You can almost hear the “oops” under industry’s breath. Let’s file its past complaints as “be careful what you wish for…it might come true.”

And there is good reason for concern. Just ask MITA, the Medical Imaging and Technology Alliance.

While applauding FDA’s recent efforts to clarify and streamline the clearance process, MITA stated Sept. 14 in a press release that a recent FDA guidance intended to clarify how imaging products that physicians may utilize with contrast agents has actually frozen the clearance process. Because of the current confusion, some manufacturers are considering “defeaturing,” or removing some basic contrast agent technologies, in order to move their products through the FDA process and onto the market.

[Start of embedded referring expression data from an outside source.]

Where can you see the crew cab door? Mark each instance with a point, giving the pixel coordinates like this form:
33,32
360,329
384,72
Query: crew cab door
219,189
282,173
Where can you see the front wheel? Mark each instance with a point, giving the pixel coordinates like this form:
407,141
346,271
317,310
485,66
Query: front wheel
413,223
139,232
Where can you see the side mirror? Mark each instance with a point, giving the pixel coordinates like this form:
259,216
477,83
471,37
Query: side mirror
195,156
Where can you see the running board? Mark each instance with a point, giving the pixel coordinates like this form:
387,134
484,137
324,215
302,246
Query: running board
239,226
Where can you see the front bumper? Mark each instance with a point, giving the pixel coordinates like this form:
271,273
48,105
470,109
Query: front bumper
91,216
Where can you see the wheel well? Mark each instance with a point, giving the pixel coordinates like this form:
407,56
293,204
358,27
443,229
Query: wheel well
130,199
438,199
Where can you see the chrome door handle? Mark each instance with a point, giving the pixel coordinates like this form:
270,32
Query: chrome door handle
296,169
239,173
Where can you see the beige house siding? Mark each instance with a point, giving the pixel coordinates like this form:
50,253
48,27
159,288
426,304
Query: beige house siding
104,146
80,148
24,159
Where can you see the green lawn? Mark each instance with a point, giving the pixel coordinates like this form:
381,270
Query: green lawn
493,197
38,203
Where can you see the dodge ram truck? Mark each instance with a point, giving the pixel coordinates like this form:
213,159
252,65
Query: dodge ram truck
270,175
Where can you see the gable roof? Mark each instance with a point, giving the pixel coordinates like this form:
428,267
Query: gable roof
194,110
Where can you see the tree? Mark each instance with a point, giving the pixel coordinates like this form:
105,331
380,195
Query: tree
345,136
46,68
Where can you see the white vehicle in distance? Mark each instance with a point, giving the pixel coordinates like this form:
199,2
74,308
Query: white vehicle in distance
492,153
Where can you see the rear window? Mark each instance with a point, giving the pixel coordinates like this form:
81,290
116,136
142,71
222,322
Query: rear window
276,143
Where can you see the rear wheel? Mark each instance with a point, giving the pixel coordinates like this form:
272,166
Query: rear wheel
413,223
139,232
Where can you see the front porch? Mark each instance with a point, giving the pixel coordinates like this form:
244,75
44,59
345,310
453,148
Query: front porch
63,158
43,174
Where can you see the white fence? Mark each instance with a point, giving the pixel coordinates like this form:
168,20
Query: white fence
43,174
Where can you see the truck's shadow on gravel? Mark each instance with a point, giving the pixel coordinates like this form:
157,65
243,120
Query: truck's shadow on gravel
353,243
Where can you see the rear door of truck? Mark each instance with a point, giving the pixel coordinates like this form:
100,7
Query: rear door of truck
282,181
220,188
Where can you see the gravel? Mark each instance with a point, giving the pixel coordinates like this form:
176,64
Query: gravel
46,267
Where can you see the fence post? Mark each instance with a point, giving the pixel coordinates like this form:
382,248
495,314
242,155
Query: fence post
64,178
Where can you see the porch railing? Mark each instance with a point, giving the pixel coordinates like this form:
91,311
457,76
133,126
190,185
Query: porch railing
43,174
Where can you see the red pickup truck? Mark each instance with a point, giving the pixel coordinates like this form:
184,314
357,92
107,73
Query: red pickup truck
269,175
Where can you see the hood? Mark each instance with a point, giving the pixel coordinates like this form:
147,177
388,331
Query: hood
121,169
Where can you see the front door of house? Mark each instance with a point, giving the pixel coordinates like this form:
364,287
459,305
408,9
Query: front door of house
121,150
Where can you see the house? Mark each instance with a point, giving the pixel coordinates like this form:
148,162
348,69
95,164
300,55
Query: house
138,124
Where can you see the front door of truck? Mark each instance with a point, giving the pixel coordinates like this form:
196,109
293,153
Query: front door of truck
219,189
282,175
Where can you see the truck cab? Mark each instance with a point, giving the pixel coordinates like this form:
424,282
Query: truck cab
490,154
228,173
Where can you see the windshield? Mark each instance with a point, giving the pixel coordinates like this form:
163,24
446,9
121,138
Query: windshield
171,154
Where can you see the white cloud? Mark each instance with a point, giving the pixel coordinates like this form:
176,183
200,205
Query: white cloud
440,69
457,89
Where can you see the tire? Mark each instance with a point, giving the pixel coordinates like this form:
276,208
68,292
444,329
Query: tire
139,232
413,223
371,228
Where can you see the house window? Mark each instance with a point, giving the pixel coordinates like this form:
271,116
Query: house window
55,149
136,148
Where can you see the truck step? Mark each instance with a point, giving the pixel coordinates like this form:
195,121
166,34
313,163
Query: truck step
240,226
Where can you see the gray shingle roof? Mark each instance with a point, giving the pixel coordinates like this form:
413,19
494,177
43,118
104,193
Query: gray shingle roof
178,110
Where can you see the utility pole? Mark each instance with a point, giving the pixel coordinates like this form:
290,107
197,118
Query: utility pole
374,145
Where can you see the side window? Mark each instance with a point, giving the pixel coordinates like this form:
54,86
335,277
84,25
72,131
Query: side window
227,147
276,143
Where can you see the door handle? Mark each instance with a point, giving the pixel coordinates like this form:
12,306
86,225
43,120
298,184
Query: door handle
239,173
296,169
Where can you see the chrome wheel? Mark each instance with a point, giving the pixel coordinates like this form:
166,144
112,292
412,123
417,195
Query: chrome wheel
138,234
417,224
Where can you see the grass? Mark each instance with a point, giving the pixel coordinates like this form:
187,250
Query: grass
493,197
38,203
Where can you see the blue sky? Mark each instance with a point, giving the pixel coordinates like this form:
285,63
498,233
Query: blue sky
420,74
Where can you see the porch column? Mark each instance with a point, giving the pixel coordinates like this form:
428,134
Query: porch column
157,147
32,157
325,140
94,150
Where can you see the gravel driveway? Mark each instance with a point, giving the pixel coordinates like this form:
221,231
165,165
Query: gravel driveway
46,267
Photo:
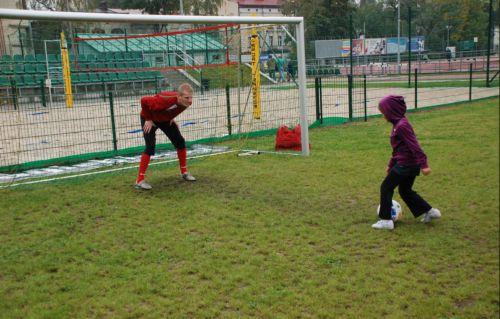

Let’s file this under “stupid is as stupid does.”

For all that I have heard industry say publicly about its willingness to work with the FDA and, for that matter, what the FDA has said about its willingness to work with industry, it doesn’t seem they’ve had much success.

A win-win situation comes from these two adversaries, industry and government, finding common ground. Here’s a suggestion: the public’s need for commercially available, innovative medical devices that are safe and effective.

Let’s file this under “having an ace up your sleeve.”

Industry and government have the same card. All they have to do is play it-and mean it.